Terence’s Morris Traveller had been towed back to the house the previous evening by the proprietor of a local garage, who, knowing the car well, had encountered it on the roadside and returned it to its home while Terence and Berthea were having dinner. He had refused payment, an act of kindness that had deeply impressed Berthea.
‘That sort of thing would never happen in London,’ she said. ‘Nobody would be that kind.’

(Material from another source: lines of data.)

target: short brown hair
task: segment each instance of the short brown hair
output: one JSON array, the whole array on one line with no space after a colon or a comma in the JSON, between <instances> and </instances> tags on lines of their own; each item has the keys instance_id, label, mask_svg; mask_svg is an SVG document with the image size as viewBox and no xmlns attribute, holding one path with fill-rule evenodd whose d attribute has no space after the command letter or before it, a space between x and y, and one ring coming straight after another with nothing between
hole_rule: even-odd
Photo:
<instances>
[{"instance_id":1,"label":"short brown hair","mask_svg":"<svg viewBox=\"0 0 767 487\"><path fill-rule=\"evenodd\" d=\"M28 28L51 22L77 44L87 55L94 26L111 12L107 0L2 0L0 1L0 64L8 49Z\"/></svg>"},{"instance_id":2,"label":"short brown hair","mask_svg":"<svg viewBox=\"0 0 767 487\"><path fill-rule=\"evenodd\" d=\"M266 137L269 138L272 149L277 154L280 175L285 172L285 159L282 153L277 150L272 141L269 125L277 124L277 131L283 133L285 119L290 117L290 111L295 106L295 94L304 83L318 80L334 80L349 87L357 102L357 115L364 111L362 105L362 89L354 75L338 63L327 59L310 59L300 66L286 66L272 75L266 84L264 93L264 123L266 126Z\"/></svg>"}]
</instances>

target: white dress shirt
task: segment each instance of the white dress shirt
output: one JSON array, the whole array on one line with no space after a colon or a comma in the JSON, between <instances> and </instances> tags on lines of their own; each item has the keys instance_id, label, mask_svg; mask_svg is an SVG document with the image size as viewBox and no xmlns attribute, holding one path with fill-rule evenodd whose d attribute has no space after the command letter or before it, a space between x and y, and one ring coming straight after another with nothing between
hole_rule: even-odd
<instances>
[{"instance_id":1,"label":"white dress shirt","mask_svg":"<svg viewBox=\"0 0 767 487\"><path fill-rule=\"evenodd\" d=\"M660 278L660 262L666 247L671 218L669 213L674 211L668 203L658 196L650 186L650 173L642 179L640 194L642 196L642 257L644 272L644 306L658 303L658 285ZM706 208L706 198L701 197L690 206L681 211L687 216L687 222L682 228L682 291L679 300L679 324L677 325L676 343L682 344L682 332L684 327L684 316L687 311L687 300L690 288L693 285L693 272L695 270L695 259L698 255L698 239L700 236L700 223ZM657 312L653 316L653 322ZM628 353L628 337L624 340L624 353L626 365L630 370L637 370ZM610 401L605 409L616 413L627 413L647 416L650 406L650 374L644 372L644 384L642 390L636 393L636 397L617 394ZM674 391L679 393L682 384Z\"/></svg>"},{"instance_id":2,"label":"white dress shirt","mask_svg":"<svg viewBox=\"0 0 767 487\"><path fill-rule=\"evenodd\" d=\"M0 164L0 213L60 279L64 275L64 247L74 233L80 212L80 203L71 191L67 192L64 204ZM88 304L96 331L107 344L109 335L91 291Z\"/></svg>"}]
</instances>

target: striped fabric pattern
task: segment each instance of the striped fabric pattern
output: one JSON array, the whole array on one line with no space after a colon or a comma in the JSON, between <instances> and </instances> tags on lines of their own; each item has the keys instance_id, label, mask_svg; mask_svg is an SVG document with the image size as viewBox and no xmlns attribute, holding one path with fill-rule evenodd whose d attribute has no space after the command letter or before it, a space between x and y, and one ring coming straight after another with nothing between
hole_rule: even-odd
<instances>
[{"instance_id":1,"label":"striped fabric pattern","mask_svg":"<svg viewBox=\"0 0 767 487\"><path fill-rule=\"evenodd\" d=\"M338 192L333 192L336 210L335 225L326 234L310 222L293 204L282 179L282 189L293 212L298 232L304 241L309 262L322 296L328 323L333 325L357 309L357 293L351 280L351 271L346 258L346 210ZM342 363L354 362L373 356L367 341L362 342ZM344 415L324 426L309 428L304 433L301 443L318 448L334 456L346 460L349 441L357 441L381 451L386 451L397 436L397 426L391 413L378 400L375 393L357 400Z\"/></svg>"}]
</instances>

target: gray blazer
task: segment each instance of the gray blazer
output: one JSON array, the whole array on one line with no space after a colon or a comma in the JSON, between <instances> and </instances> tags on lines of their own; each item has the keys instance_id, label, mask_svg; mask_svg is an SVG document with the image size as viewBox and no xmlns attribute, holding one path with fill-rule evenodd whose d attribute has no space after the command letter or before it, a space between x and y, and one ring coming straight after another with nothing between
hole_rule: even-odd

‘Oh, I’m sure that people in London are as kind as anywhere else,’ said Terence. ‘They just don’t have the time to show it.’
‘I doubt it,’ said Berthea. ‘Too many people. It changes one’s attitude to others. Simple social psychology. Put a whole lot of rats in a cage and they fight. Put one or two in and they get along reasonably well.’
Terence looked doubtful. ‘Are you sure about that? I mean, about people? I can understand about rats - nasty, long-tailed creatures. And those teeth! Have you seen their teeth, Berthy? They’ve got long, slightly curved teeth, like that. Jolly sharp, I imagine.’ He paused. ‘But people? Do they really fight just because there’s a lot of them in the same space? Look at the Japanese. Their cities are jolly full of people. Have you seen the pictures of their train stations? They have these men who wear white gloves and push people into the carriages so that the doors can close. What a horrible job, Berthy - I wouldn’t do it for a hundred pounds. I really wouldn’t.

‘Yet the Japanese don’t fight with one another,’ Terence went on. ‘They behave terribly well. Japanese cities are not like our cities at night - with all that shouting and heaven knows what. And—’
‘That’s alcohol,’ Berthea interjected. ‘And the Japanese have manners. They’re very particular about how to behave and that means that everybody gets on very well with one another even in a confined space. Manners, Terence. Something we’re losing sight of. We laugh at people who bow to one another but the bow is an act of respect, and respect leads to considerate behaviour. We could learn a lot from the Japanese. In particular, we could learn how to live harmoniously in crowded spaces. We could learn about territory.’
Terence thought about this. ‘We must rise above the territorial,’ he said. ‘Obviously our territory is finite, and we will find ourselves contesting it. But if we project ourselves onto another, altogether higher plane, then physical territory will matter much less.’
Berthea pursed her lips. ‘Not everyone,’ she said, ‘can exist on a higher plane. I, for example—’
‘But you could!’ interrupted Terence. ‘You really could, Berthy! You need to try, that’s all.’
Berthea sighed. ‘What you describe as a higher plane, Terence, is probably just a slightly altered mental state. A dissociative state, I’d say. Anybody can experience that.’
Terence looked out of the window. ‘You can’t say that. You’re just reducing it to a matter of brain chemistry. It’s more than that.’